The higher the level of education, the longer the treatment was prolonged, and it was associated to better result of treatment (p-value not significant) in this study.

The choice of the identification methods depends on the performance, the availability, the cost and other factors [17]. The pathological examination of gastric biopsies has high specificity and sensitivity [4] [5]. Breath test with urea labeled with carbon-13 or 14 is still the reference as a non-invasive test for checking the efficiency of H. pylori eradicating treatments [5] [13]. However its cost remains high and it is scarcely available in our country. Fecal antigen assays especially those based on ELISA have excellent sensitivity and specificity [5] [12]. Some serology tests have high sensitivity and specificity but need locally validated [5].

Prolonged first line treatment revealed an excellent clinical efficacy at 92.88% among our study population.

Concomitant quadritherapy (96.55%) was the best treatment regiment, followed by the triple therapy combining amoxicillin with clarithromycin (93.22%). Increasing doses of amoxicillin and metronidazole appeared to improve outcomes in triple therapy (from 81.25% to 90%) but not in quadritherapy (from 96.55% to 91.66%). Rates of 100% were observed but in very small numbers (<5 patients) with sequential triple therapy, which combined clarithromycin with metronidazole and quadritherapy with cefixime. The probable explanation is the low primary resistance of clarithromycin already mentioned in several studies [3] [5] [18] [19].
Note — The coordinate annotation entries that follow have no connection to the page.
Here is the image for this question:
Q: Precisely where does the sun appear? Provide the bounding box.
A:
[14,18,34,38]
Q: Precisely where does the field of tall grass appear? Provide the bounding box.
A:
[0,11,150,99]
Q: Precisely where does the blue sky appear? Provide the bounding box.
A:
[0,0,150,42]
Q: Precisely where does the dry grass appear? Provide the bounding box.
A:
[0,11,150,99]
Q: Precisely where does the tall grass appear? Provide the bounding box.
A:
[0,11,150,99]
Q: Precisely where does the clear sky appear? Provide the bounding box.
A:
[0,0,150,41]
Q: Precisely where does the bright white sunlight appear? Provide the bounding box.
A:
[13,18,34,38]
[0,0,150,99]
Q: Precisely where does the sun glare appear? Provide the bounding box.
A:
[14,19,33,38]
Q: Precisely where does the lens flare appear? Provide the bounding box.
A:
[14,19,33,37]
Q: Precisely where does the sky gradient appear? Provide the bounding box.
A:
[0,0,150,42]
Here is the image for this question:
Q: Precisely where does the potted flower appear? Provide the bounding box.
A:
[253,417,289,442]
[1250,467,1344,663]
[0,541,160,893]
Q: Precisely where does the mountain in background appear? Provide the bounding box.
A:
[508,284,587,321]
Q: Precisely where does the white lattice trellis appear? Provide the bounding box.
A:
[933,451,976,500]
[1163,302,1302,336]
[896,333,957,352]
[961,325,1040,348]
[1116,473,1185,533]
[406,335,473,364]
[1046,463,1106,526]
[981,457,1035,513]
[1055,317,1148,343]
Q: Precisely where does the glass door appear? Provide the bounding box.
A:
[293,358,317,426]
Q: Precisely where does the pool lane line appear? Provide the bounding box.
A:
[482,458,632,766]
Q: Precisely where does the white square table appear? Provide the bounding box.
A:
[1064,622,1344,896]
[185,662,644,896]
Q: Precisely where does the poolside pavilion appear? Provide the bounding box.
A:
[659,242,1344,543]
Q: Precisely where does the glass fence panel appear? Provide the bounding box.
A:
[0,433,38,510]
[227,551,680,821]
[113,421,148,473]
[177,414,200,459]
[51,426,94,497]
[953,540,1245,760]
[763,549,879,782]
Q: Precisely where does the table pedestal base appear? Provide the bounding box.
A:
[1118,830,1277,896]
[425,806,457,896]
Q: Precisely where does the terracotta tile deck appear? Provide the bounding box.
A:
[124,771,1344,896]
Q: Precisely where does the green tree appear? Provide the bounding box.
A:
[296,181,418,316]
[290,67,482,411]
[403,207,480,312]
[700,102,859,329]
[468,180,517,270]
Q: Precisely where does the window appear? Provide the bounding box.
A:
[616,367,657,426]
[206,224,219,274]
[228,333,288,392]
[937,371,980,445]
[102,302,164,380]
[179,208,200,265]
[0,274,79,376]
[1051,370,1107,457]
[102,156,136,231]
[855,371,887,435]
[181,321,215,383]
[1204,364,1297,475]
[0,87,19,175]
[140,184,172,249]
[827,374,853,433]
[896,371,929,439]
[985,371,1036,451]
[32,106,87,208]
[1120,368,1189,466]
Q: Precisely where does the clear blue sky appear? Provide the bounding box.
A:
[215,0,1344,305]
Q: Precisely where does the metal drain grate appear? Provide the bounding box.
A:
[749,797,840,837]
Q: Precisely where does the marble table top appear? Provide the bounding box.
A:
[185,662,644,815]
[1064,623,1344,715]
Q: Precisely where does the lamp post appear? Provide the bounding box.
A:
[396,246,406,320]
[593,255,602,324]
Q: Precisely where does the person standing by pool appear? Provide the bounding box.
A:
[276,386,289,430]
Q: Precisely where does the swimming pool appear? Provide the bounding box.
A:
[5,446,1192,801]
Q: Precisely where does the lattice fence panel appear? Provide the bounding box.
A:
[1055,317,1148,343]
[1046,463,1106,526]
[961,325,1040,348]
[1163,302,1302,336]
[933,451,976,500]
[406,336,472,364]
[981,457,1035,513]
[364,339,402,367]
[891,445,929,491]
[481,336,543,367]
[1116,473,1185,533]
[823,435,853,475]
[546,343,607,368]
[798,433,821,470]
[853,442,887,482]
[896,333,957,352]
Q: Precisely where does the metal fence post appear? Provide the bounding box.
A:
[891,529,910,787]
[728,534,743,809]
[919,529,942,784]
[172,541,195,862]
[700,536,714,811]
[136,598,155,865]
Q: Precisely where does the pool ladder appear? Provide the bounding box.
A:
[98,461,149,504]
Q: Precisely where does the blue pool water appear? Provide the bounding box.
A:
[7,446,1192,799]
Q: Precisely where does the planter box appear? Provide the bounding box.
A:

This study attests (p-value < 103) that the treatment efficacy is better if the prescriber is a gastroenterologist, compliance before treatment is excellent and the number of consultations is over three (≥3). Tolerance was also associated with treatment efficacy, but the ratio could not be established among our patients. Among treatment failure risk factors there are antibiotics resistance to H. pylori, older age, low therapeutic compliance, the onset of treatment side effects [18] [20] [21] [22].

Treatment efficacy was not related to age, sex, residence, time before control, or antisecretory type. A single dose of Omeprazole (20 mg) twice daily, seems to have an excellent therapeutic efficacy (91.37%). Future studies are required.

Our study has selection bias due to its place in real life with expenses borne by patients. We have not assessed financial constraints. However, this may also be an advantage allowing us to describe the real challenges of managing H. pylori in a hospital setting in Ouagadougou.

5. Conclusion

International recommendations on H. pylori, particularly American, European and Asian are constantly updated. This research could contribute to the advent of national or African recommendations [5] [6] [8].

Conflicts of Interest

The authors declare no conflicts of interest regarding the publication of this paper.